Mitsuki e Ohno agiram rapidamente. Enquanto Mitsuki desligava o forno, Ohno abria as janelas, dissipando a fumaça. Ambos pararam em frente à Sakuya e Aiba, que no instante em que o alarme de incêndio desligou, cessaram o riso e se entreolharam.
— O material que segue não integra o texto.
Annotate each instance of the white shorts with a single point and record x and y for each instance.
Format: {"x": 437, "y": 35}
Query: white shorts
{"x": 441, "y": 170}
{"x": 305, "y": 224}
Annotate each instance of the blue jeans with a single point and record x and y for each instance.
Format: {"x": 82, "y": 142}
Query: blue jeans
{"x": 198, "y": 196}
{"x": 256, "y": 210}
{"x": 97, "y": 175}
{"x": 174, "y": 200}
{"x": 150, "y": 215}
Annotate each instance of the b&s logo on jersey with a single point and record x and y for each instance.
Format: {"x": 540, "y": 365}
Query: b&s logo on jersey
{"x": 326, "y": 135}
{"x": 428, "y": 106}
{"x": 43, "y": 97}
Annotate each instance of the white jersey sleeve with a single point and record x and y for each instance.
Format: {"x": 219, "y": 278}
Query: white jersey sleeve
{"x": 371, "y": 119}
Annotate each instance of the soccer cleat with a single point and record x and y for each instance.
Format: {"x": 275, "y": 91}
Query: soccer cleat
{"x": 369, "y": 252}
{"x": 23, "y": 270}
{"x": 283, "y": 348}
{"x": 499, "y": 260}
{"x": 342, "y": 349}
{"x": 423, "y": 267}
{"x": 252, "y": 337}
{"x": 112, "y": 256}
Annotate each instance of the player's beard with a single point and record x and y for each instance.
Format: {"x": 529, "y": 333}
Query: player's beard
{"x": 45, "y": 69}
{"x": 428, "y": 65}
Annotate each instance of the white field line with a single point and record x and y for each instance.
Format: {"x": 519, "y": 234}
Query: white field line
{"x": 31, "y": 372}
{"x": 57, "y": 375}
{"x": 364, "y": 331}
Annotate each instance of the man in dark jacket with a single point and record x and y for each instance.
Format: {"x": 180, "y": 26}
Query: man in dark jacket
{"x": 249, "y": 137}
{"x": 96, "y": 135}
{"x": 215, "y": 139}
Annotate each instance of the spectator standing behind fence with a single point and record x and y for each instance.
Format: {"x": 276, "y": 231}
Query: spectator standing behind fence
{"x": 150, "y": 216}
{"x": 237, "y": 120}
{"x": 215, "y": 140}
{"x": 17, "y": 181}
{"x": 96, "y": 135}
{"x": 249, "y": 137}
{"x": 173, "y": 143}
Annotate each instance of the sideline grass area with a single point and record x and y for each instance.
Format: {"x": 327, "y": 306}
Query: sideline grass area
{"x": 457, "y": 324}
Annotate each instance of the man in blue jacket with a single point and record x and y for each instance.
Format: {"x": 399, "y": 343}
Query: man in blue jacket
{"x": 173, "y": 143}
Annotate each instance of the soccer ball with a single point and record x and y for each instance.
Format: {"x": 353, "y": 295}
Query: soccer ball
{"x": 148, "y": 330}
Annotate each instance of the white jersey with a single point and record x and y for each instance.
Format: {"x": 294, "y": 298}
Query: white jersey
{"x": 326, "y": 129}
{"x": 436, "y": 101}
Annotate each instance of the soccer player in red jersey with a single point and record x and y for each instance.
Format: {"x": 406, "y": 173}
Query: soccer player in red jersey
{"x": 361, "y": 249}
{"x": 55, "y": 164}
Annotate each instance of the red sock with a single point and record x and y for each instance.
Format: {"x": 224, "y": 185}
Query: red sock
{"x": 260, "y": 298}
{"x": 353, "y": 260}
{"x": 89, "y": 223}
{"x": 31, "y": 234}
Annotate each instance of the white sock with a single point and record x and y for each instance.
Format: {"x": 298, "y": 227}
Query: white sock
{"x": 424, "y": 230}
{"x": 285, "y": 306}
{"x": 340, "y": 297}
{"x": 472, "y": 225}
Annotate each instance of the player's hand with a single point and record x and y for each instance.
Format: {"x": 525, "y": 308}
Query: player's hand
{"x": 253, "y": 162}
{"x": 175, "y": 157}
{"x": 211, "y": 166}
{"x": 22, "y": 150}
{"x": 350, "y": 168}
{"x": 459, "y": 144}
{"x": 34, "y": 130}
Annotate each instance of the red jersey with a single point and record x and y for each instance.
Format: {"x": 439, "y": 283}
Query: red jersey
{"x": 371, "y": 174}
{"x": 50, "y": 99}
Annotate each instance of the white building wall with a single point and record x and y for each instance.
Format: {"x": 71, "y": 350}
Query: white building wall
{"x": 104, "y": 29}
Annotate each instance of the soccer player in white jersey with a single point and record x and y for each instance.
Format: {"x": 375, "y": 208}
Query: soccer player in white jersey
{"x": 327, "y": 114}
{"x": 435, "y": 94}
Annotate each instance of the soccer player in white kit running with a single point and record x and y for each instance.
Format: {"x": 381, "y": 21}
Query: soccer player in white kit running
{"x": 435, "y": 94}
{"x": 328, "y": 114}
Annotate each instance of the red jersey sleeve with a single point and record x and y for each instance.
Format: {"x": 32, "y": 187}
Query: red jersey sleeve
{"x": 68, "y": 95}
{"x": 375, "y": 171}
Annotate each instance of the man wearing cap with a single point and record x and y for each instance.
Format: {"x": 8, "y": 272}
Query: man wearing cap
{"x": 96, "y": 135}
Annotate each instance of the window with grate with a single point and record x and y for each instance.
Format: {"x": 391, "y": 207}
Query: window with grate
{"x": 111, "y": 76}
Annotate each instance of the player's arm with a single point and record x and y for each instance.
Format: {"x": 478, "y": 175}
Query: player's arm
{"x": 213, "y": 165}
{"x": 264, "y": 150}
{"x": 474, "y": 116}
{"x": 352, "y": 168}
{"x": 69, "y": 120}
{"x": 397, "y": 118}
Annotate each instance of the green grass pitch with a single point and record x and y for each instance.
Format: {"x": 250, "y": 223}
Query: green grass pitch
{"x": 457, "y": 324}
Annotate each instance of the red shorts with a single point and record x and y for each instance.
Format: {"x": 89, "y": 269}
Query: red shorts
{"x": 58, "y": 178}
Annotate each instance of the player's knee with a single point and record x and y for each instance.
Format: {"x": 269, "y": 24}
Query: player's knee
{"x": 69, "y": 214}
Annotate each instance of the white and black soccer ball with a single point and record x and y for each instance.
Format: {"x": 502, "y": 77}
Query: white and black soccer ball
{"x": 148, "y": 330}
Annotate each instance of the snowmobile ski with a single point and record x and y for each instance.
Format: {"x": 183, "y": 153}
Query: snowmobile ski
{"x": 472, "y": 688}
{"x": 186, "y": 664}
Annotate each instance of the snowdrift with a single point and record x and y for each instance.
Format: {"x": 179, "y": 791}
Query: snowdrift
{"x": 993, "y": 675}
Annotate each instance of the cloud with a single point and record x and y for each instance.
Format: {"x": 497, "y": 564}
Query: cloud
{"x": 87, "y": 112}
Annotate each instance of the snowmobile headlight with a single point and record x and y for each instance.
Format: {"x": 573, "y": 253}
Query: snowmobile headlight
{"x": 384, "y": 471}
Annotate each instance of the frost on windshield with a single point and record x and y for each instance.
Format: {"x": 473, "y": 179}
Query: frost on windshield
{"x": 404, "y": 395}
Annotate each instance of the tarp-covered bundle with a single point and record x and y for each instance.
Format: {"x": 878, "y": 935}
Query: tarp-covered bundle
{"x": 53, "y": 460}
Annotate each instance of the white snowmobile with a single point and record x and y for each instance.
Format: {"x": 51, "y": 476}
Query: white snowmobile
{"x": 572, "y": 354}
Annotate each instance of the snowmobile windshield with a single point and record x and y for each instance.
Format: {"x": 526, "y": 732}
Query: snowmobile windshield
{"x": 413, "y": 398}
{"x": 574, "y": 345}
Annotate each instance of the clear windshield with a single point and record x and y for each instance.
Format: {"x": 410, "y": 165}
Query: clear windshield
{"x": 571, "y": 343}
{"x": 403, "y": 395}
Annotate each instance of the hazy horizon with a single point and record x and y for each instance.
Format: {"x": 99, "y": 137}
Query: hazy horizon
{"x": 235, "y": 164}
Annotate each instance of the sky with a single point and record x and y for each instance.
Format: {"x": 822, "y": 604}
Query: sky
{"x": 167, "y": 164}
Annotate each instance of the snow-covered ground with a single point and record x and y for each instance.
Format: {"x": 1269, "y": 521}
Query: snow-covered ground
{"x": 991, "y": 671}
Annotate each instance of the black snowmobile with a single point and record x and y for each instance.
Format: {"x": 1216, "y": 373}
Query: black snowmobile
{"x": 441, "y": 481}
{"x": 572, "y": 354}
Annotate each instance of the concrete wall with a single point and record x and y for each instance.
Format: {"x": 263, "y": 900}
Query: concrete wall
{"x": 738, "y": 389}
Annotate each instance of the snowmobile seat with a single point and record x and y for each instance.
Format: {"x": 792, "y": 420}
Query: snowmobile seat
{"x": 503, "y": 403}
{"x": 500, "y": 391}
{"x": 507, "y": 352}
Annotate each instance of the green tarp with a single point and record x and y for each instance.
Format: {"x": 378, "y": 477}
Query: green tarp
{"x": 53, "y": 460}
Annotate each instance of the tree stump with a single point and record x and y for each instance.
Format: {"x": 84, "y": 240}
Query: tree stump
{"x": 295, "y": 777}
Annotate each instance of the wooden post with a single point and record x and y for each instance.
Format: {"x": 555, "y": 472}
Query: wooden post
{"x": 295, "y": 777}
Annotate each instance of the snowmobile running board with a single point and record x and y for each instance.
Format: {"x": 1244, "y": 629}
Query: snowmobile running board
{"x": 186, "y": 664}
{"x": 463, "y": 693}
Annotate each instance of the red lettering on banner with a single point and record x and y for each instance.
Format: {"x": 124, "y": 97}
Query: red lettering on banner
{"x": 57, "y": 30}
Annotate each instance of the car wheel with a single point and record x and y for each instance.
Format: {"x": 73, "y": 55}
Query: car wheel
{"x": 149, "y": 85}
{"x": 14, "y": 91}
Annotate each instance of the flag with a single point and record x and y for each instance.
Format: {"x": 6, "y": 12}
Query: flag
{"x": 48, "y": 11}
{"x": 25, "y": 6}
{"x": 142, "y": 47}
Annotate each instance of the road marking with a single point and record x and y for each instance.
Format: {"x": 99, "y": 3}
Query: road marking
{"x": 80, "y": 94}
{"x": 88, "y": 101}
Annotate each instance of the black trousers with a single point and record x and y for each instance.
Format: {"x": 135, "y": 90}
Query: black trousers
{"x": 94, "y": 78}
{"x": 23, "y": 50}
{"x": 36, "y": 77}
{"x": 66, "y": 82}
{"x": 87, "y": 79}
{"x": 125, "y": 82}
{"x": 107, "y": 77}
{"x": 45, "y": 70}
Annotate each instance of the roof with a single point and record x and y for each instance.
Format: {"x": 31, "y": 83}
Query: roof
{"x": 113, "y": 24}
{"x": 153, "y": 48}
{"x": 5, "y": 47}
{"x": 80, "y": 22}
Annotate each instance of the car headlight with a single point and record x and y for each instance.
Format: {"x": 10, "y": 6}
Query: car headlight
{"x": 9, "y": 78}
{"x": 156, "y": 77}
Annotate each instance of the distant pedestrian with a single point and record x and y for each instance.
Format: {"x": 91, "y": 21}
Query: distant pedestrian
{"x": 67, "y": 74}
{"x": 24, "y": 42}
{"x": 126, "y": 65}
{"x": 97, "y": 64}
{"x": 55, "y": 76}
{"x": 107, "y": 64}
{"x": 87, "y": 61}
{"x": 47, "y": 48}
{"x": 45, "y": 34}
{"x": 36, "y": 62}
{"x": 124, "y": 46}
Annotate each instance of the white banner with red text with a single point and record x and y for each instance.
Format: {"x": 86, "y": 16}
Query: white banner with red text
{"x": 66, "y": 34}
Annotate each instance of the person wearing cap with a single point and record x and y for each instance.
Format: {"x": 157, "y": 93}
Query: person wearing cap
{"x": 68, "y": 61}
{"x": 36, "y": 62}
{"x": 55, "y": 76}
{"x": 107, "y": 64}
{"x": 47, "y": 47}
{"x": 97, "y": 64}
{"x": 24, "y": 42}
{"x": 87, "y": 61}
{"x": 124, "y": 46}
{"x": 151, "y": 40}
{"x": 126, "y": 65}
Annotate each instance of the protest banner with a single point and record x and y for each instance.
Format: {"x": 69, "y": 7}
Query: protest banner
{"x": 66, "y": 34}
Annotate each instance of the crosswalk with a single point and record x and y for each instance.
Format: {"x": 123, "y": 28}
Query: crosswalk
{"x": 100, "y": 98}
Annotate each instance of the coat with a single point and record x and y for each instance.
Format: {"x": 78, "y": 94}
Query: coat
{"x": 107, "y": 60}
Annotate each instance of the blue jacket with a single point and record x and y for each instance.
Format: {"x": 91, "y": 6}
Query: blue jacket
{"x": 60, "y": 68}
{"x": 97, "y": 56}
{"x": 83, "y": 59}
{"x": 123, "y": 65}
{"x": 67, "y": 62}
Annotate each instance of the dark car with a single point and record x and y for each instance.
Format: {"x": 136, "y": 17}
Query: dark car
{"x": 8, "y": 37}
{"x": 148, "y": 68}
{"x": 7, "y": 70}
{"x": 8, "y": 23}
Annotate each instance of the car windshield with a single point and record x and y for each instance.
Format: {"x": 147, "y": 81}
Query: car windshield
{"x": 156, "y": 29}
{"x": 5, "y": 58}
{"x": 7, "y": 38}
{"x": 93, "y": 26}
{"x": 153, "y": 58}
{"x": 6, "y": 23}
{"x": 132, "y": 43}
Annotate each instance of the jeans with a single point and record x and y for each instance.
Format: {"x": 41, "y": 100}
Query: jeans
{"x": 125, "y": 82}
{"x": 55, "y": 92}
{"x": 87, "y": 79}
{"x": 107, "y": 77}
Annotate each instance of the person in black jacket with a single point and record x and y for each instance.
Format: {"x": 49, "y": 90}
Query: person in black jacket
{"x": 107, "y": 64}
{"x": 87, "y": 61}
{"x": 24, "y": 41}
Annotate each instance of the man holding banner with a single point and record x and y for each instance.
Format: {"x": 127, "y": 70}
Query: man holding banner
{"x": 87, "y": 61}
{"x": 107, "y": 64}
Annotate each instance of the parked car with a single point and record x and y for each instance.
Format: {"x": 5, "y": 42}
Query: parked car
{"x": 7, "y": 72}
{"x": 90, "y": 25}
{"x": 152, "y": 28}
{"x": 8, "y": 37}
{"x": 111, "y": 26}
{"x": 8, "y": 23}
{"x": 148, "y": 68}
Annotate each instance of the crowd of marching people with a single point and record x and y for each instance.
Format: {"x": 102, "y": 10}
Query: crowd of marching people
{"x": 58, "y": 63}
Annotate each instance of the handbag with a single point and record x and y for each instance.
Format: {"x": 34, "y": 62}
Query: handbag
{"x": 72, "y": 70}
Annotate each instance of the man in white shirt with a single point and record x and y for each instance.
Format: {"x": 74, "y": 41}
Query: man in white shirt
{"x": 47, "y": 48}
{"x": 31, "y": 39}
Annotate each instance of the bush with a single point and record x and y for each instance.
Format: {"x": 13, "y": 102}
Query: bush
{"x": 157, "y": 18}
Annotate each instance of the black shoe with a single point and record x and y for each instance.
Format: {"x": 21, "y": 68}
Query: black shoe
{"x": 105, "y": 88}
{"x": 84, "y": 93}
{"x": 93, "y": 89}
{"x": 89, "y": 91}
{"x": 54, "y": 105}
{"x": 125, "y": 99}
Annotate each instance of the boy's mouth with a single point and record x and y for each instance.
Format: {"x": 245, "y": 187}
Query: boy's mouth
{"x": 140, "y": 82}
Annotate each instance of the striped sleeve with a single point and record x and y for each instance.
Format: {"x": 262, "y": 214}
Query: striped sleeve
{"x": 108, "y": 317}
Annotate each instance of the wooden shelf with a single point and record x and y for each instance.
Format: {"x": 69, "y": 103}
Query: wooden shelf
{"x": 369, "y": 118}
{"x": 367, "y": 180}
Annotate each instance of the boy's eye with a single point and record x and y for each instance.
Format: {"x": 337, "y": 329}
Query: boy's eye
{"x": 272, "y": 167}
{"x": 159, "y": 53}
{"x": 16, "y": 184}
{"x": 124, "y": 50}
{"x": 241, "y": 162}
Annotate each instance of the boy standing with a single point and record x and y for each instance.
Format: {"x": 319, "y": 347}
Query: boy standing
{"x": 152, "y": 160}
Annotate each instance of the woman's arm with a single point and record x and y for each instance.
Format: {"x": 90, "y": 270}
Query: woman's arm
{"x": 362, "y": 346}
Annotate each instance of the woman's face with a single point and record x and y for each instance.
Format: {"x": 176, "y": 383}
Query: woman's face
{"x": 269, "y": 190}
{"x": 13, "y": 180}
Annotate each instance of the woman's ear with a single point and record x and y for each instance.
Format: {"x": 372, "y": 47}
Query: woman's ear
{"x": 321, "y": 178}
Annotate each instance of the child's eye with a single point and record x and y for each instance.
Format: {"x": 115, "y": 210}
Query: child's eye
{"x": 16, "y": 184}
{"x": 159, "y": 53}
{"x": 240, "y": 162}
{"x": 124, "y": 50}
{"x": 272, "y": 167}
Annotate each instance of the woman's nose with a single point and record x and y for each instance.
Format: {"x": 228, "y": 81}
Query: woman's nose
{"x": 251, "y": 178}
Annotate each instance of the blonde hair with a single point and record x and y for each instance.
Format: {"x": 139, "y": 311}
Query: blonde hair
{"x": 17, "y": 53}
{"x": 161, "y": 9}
- Sak-chan está encrencada, Sak-chan está encrencada – Cantarolou Yuka se divertindo com a desgraça alheia.
- Por quê? – Perguntou Sho
- Vamos assistir ao show, logo, logo você entende...
Mitsuki, por incrível que pudesse parecer fez cara de séria, o que, por não ser natural de sua personalidade, assustou os presentes.
- Sak-chan, Sak-chan – suspirou e ponderou as palavras – COMO PODE FAZER TODO ESSE ESTRAGO E RIR? MEU DEUS, SAKUYA MIYANOSHITA! – respirou fundo para se acalmar e continuar o sermão – Você SABE que não pode cantar enquanto faz comida, porque você, literalmente, PERDE o ponto!
- Sim, eu sei Mi-chan! Desculpe-me! Mas é que...
- “MAS É QUE” NADA! Isso aqui está uma bagunça! E VOCÊ é quem vai limpar TUDO!
- Espera, me deixa explicar!
- Você tem um minuto para isso...
- Acontece que eu e o Aiba-kun tínhamos um problema: Eu não posso cozinhar sem música e ele não pode COM ela. Daí, resolvemos conversar e ele perguntou a música que eu havia cantado na audição da “Ame” e eu respondi cantando... Foi aí que percebemos o cheiro de queimado. Entendeu?
- Então... AHHH!! ENTÃO POR QUE NÃO PEDIU AJUDA PARA NÓS? ESTAVAMOS A TRÊS METROS DE DISTÂNCIA!
- Ah... Você sabe... – Sakuya corou violentamente.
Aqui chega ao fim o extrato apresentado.